Police chief sent an officer to reporter's home.

Berkeley City Manager Christine Daniel said Friday that the city has hired a law firm to conduct an independent investigation of Police Chief Michael Meehan's decision to send an officer to a reporter's home in the middle of the night to demand a correction to a story.

Daniel said the city retained the San Francisco-based law firm Renne Sloan Holtzman Sakai on Monday and the "process will be conducted to
its conclusion."

Meehan has come under fire for sending police spokeswoman Sgt.

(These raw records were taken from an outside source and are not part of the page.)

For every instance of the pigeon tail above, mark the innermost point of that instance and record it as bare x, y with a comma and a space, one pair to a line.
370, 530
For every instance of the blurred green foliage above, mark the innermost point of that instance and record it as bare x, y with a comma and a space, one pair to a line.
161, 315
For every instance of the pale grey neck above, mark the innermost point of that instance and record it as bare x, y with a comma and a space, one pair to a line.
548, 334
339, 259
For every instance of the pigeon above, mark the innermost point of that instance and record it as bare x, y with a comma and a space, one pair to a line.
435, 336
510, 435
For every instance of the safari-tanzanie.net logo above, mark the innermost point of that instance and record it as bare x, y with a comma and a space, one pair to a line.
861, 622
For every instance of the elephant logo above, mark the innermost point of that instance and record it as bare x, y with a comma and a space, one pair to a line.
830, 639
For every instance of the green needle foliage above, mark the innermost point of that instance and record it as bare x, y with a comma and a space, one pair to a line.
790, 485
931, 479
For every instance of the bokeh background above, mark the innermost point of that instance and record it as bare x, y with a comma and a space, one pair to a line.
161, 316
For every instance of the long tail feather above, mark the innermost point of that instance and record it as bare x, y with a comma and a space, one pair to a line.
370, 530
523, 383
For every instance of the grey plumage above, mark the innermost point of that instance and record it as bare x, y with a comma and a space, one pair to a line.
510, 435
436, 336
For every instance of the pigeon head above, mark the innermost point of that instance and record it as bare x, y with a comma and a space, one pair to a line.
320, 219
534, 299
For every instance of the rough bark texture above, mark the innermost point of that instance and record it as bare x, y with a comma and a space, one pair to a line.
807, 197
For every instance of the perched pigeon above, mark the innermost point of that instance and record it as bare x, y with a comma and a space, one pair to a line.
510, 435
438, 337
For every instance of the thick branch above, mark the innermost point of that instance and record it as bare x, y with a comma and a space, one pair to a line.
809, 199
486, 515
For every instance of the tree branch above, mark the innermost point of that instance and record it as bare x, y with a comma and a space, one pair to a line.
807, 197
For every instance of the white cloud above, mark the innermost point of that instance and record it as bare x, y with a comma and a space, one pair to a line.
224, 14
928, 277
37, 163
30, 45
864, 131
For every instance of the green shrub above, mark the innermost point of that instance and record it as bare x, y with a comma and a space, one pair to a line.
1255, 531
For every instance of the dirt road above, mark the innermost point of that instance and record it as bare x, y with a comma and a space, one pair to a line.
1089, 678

Mary Kusmiss to the home of Oakland Tribune reporter Doug Oakley at 12:45
a.m. on March 9 to ask him to correct a story he had posted online a short time earlier about a community meeting attended by about 150 people the night of March 8.

Oakley's story said Meehan had apologized at the meeting for the department's slow response to the Feb. 18 slaying of Berkeley hills homeowner Peter Cukor, who had called police to report that there was an intruder in his garage.

The story upset Meehan, who had not apologized for a slow response and said his officers responded appropriately to the situation on Feb. 18.

Instead, Meehan apologized at the meeting for failing to quickly release information to the community about the killing, saying that his
department's slowness resulted in the news media spreading information that "was not accurate or true."

The Oakland Tribune said in an editorial this week that Oakley had misinterpreted Meehan's remarks and it corrected his story.
      
But the newspaper also said that Meehan overreacted by sending Kusmiss to Oakley's home in the middle of the night.

After the incident, Meehan issued a statement apologizing for his actions, saying, "I was frustrated with the department's ability to get out timely information, but that is no excuse."

Before Daniel's announcement Friday that the city has hired the law firm to investigate Meehan's actions, the Berkeley Police Association, which represents the city's police officers, issued a statement saying that city officials were engaging in "a double standard" by not conducting a probe of the chief.